SandRidge Energy: Execution Remains The Key, Valuation Still Not Compelling

| About: SandRidge Energy, (SD)


SandRidge has been taking steps to improve its capital efficiency and is growing its resource base in Mid-Continent.

SD is calling for a three-year organic production CAGR of 20-25%.

Although the company’s strong production growth and falling costs should narrow the funding gap, SD is projected to incur cash flow deficit in 2014 and 2015.

SandRidge Energy Corporation (NYSE:SD) operates as an independent natural gas and oil company in the United States. The Oklahoma City, Oklahoma based SD has transitioned from a natural gas focus to an oil focus company over the last several years and is rapidly ramping up in the Mississippian Lime play. The company has been taking steps to improve its capital efficiency and is growing its resource base in the Mid-Continent.

The company recently held its first investor day after James Bennett took over the role of CEO in June 2013. The management team projected a confident and improving outlook of the company. The company is calling for a three-year organic production CAGR of 20-25% on capex of ~$4.6 billion in the next three years ($1.48 billion in 2014, and $1.55 each in 2015 and 2016). With a focus on both growth and return the company is focused on becoming the premier Mid-Continent resource conversion company.

Both the Mississippian and Mid-Continent program will be the driver of the company's production growth, as SandRidge redirects even more of its capital here following its recent Gulf of Mexico ("GOM") divestiture. The Mississippian focus area accounts for the majority of the company's capex. The company currently plans 331 net wells in its Mississippian focus area for 2014; however, there is some upside potential to production and resource estimates on the back of 55 additional net appraisal wells to be drilled in the region.

SD's Well costs have been falling and are projected to average $3.0 million per well for 2014, down from approximately $3.6 million in 2012 and $3.1 million in 2013. Moreover, costs are expected to fall further towards the end of 2014 as the company continues to improve efficiencies in its core asset.

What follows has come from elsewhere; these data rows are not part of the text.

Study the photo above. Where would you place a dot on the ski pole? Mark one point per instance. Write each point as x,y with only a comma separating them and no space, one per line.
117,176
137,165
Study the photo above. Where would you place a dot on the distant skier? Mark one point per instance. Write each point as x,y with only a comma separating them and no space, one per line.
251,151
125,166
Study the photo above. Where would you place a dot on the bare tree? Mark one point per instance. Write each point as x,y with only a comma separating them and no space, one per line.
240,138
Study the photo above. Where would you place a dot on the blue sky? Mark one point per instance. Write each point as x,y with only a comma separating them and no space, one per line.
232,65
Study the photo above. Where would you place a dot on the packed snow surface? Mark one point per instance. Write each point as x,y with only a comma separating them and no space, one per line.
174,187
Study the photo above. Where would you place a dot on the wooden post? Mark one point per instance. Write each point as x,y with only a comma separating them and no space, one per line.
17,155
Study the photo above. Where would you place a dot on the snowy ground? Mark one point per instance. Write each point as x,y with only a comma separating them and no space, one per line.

The company is evaluating the viability of multilateral development patterns in the Mississippi Lime, which could materially reduce costs in the play. In September 2013, the company drilled a trilateral well and developed an entire section, contracting 14,500 feet of reservoir, for approximately $5 million, which is $4 million less than a typical three-well development pattern. SD is currently evaluating well performance and has planned 6 additional multilateral sections for 2014. SD's strong expected production growth in the Mississippian over the next several years combined with lower well and other operating costs should narrow the funding gap for the company.

The company also high-graded its PUD locations by removing approx. 6% of its year-end 2012 reserves causing PUD Estimated Ultimate Recoveries ("EURs") to rise to 380 MBOE from 369 MBOE, which included a 10% increase in the oil EUR to 118 Mbbls. On a $90 per barrel and $4 per MMBtu flat price deck and assuming the company's 4Q13 average well cost of $2.9 million these wells are expected to generate ~60% pre-tax IRRs. During the analyst day presentations, the company also mentioned that 2014 drilling program's average PUR EUR is 400 MBOE and disclosed additional EUR detail by area. While the market should find the details helpful, it is important to note here that more prolific areas do not necessarily equate to higher productivity as the liquids mix can vary considerably.

Although the company's strong production growth and falling costs should narrow the funding gap, SD is projected to incur cash flow deficit in 2014 and 2015. As of end of last year, the company had $1.8 billion of total debt and $815 million of cash. In addition, the company had an undrawn credit facility with a borrowing base of $775 million and $29 million of letters of credit. According to Barclays estimates, to fund the capital budget of $1.475 billion, preferred dividends of $56 million, and estimated trust distributions to non-controlling interests of $155 million, SD will incur a cash flow deficit of approx. $900 million in 2014. However, the shortfall can be entirely funded with cash on hand and proceeds from the Gulf of Mexico sale. Similarly, in 2015, the company is expected to incur a cash flow deficit of about $825 million to fund capital outlays. SandRidge continues to evaluate alternatives to monetize its saltwater disposal infrastructure in which the company had invested $470 million through year-end 2013.


Improving capital efficiency and returns has been the company's key theme over the past year. By narrowing the scope of the drilling program in the Mississippi Lime to areas with better defined geology and capturing cost synergies through its saltwater disposal and electrical power systems, SD has delivered more capital efficient production growth from the play and expects to continue doing so over the next several years. However, the share performance will largely depend on the company's ability to translate its efficiency gains and a growing Mid-Continent resource into higher balance sheet adjusted production growth. The company is also trading at a premium compared to its peers.

Disclosure: I have no positions in any stocks mentioned, and no plans to initiate any positions within the next 72 hours. I wrote this article myself, and it expresses my own opinions. I am not receiving compensation for it (other than from Seeking Alpha). I have no business relationship with any company whose stock is mentioned in this article.